His voice cracked on his words, making Alexis’s heart squeeze in empathy. She searched in vain for the right words to say. Raoul turned to her, his face a tortured mask of pain.
“But I betrayed you, too. I betrayed your trust, your faith in me that I could be a better man and I betrayed your love. I’m so sorry, Alexis. More sorry than you could ever understand. You offered me a gift, a lifeline, and I threw it back in your face. I can see why you hesitated to tell me about our baby, but at the time I only saw it as history repeating itself, with you keeping a secret from me that involved me at its basest level.”
“I would have told you, in my own time,” she hastened to assure him.
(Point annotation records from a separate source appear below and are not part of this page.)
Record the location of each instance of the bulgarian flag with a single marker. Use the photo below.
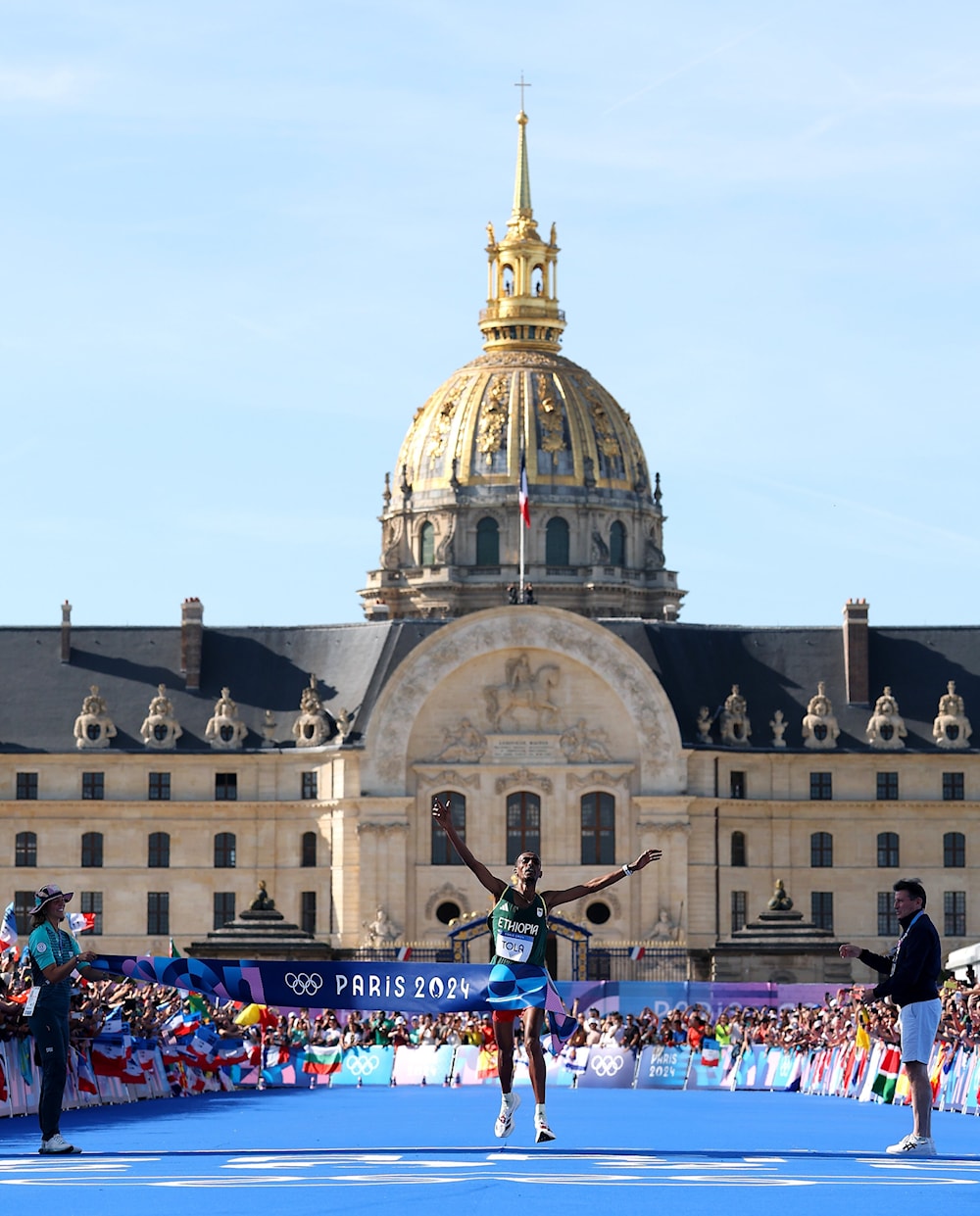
(322, 1060)
(888, 1074)
(523, 496)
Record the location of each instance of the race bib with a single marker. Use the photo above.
(515, 948)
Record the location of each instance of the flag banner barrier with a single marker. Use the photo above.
(410, 988)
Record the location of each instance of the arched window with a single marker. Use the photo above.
(223, 851)
(160, 851)
(888, 849)
(821, 851)
(617, 544)
(488, 543)
(599, 817)
(556, 543)
(91, 851)
(523, 825)
(443, 853)
(25, 849)
(427, 544)
(954, 851)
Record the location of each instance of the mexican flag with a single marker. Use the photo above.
(322, 1060)
(888, 1074)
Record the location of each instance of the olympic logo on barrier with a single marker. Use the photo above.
(303, 984)
(606, 1065)
(362, 1065)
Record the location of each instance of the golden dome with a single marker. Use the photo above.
(472, 430)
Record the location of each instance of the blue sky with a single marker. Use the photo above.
(241, 243)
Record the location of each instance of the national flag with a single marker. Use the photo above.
(322, 1060)
(523, 498)
(9, 927)
(710, 1052)
(84, 1075)
(888, 1074)
(81, 922)
(861, 1038)
(110, 1059)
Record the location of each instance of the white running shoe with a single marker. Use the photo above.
(913, 1145)
(505, 1124)
(57, 1143)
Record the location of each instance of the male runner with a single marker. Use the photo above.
(519, 924)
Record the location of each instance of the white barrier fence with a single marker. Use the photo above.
(865, 1075)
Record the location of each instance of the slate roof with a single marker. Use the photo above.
(268, 667)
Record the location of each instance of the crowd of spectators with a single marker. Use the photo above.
(151, 1010)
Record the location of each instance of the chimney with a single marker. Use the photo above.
(857, 652)
(191, 641)
(66, 632)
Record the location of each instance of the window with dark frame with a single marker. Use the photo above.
(953, 787)
(223, 908)
(158, 852)
(955, 913)
(91, 901)
(226, 787)
(26, 786)
(157, 913)
(821, 851)
(160, 787)
(888, 923)
(821, 787)
(308, 911)
(223, 851)
(888, 851)
(523, 825)
(599, 828)
(822, 909)
(25, 851)
(94, 786)
(91, 851)
(441, 851)
(954, 851)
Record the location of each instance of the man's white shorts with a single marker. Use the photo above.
(919, 1023)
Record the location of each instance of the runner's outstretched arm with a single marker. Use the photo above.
(440, 812)
(597, 884)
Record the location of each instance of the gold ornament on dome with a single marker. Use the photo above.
(494, 417)
(549, 416)
(444, 419)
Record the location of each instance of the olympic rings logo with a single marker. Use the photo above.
(606, 1065)
(362, 1065)
(303, 984)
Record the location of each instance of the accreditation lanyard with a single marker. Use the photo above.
(899, 943)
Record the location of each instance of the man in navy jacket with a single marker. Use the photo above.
(910, 970)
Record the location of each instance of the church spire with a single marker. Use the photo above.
(521, 301)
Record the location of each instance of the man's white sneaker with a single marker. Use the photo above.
(913, 1145)
(505, 1124)
(57, 1144)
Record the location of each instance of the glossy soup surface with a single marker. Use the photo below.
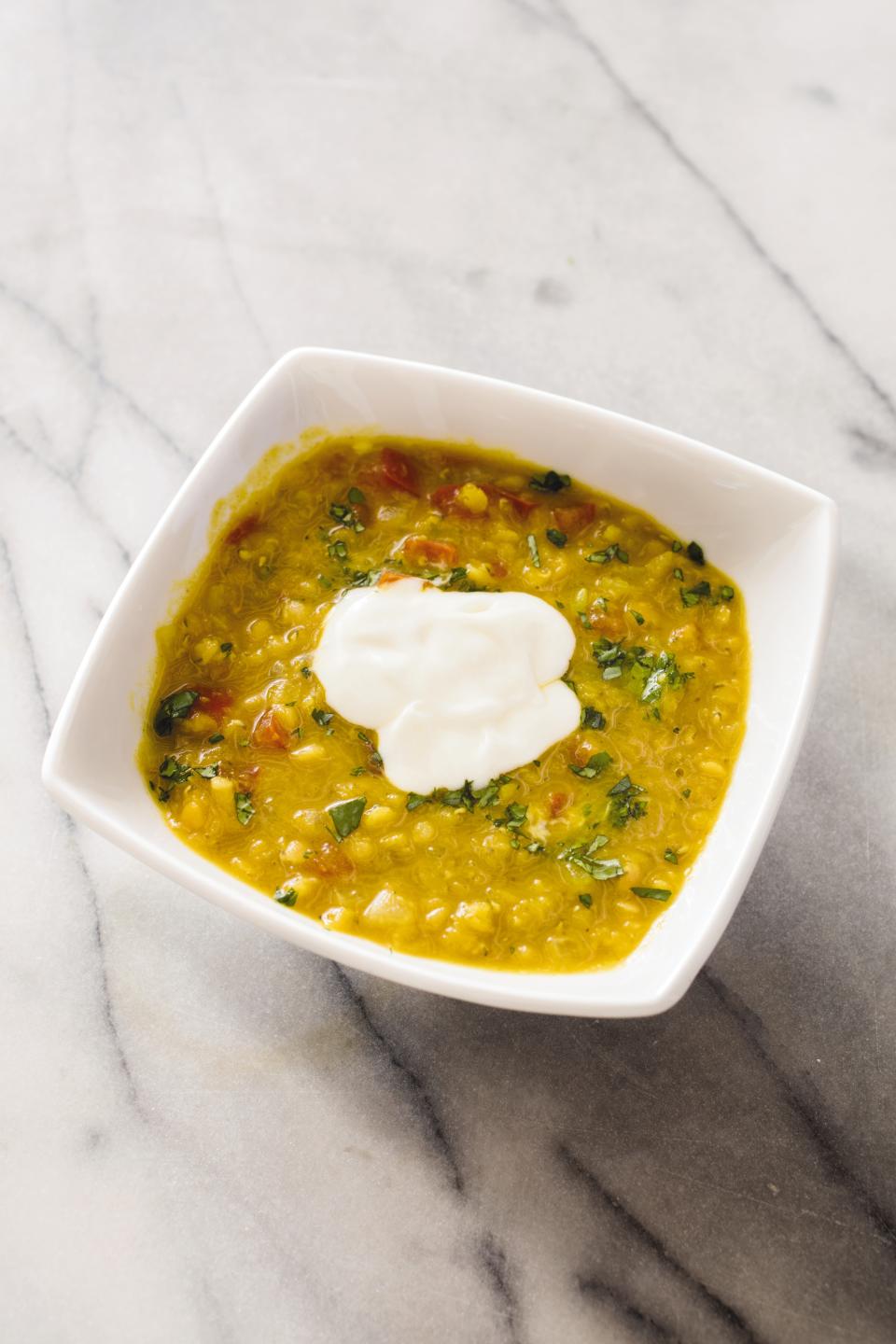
(560, 864)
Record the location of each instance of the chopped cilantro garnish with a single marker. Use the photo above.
(347, 816)
(245, 809)
(175, 770)
(550, 483)
(175, 706)
(592, 718)
(581, 857)
(610, 553)
(624, 804)
(692, 595)
(375, 757)
(595, 765)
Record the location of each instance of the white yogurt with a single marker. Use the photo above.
(458, 686)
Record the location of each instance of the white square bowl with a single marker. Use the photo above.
(776, 538)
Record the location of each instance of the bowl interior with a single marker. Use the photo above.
(773, 537)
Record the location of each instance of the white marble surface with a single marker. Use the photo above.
(684, 211)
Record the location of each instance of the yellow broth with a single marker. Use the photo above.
(559, 866)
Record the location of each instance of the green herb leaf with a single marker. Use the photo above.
(175, 770)
(550, 483)
(245, 809)
(347, 816)
(651, 892)
(692, 595)
(611, 553)
(581, 857)
(592, 718)
(624, 804)
(175, 706)
(595, 765)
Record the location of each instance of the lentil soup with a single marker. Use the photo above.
(559, 864)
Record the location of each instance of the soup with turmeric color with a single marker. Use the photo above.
(450, 702)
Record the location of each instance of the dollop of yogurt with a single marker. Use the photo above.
(458, 686)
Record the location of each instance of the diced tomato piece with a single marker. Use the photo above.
(445, 497)
(271, 732)
(421, 550)
(213, 700)
(556, 803)
(242, 530)
(330, 861)
(572, 518)
(397, 470)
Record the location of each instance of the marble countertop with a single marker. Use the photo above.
(682, 211)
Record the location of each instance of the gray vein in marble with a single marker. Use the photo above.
(77, 852)
(419, 1096)
(649, 1328)
(497, 1270)
(567, 23)
(91, 366)
(217, 220)
(72, 482)
(642, 1238)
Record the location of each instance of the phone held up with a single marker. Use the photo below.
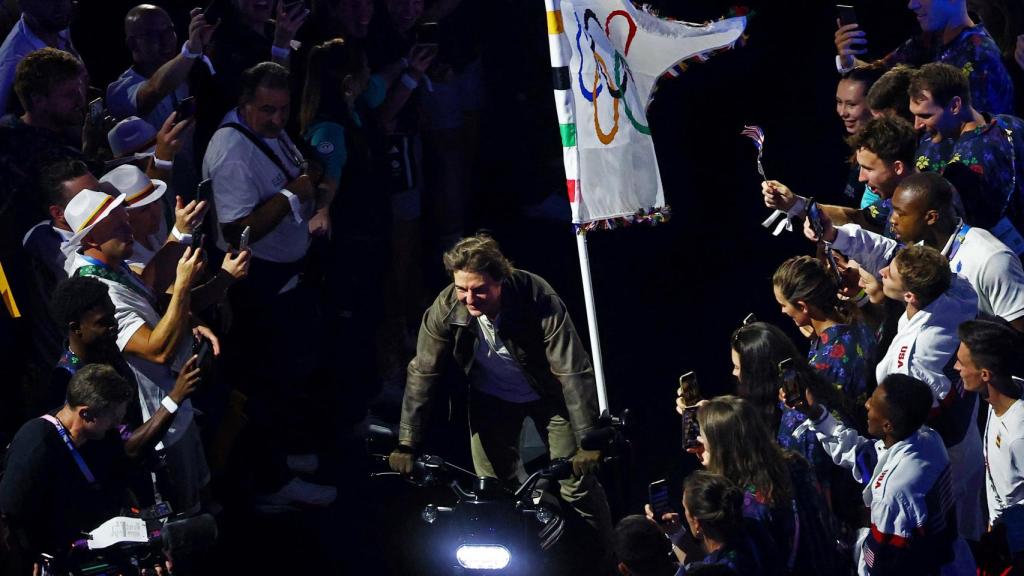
(795, 396)
(660, 504)
(690, 394)
(847, 14)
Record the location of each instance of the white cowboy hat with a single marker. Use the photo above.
(136, 187)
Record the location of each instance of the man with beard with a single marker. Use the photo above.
(43, 23)
(923, 213)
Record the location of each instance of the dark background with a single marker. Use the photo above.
(668, 297)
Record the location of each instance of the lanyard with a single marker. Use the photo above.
(988, 468)
(124, 277)
(71, 448)
(958, 240)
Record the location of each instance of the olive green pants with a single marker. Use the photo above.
(496, 426)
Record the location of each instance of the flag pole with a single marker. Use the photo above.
(559, 47)
(595, 338)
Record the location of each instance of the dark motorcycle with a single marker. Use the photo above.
(486, 528)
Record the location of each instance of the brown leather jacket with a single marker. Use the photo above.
(537, 330)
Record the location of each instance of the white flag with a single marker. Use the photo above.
(606, 57)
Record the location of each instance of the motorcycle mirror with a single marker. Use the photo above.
(597, 439)
(559, 468)
(380, 440)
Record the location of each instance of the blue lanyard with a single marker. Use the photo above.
(71, 448)
(958, 240)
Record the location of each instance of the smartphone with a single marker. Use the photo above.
(184, 110)
(428, 34)
(204, 191)
(244, 239)
(203, 348)
(96, 111)
(834, 265)
(214, 11)
(690, 394)
(846, 14)
(791, 387)
(657, 494)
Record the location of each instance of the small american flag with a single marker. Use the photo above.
(758, 135)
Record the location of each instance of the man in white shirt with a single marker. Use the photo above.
(908, 482)
(988, 361)
(154, 344)
(259, 183)
(925, 346)
(43, 23)
(924, 213)
(158, 79)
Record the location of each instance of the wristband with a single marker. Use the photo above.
(188, 53)
(279, 52)
(409, 82)
(181, 237)
(295, 203)
(171, 406)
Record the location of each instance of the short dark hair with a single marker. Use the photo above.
(943, 81)
(933, 188)
(266, 75)
(74, 296)
(909, 402)
(641, 545)
(53, 174)
(866, 75)
(996, 347)
(890, 92)
(477, 254)
(99, 387)
(41, 70)
(889, 137)
(717, 502)
(925, 272)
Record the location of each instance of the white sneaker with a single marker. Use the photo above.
(303, 463)
(297, 494)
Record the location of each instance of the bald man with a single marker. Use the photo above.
(923, 213)
(158, 78)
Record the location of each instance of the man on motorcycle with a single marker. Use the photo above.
(510, 333)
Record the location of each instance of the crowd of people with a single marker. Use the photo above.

“And, I’m ashamed to admit, I probably wouldn’t have reacted any differently. I’ve been an absolute fool. I tried to ignore what you mean to me and I drove you away. Can you ever forgive me for that? Could you ever begin to want to give us another chance?”
Alexis drew in a deep breath. Could she?
“Raoul, you really hurt me. Making me leave you, leave Ruby—I...I don’t know if I could put myself through that again. I could barely function for days afterward. I couldn’t even drive any further than Christchurch the day you sent me away. I had to have help to get home. The first week I was back here I was like a zombie, barely functioning, barely speaking. It frightened the people who love me and it terrified me.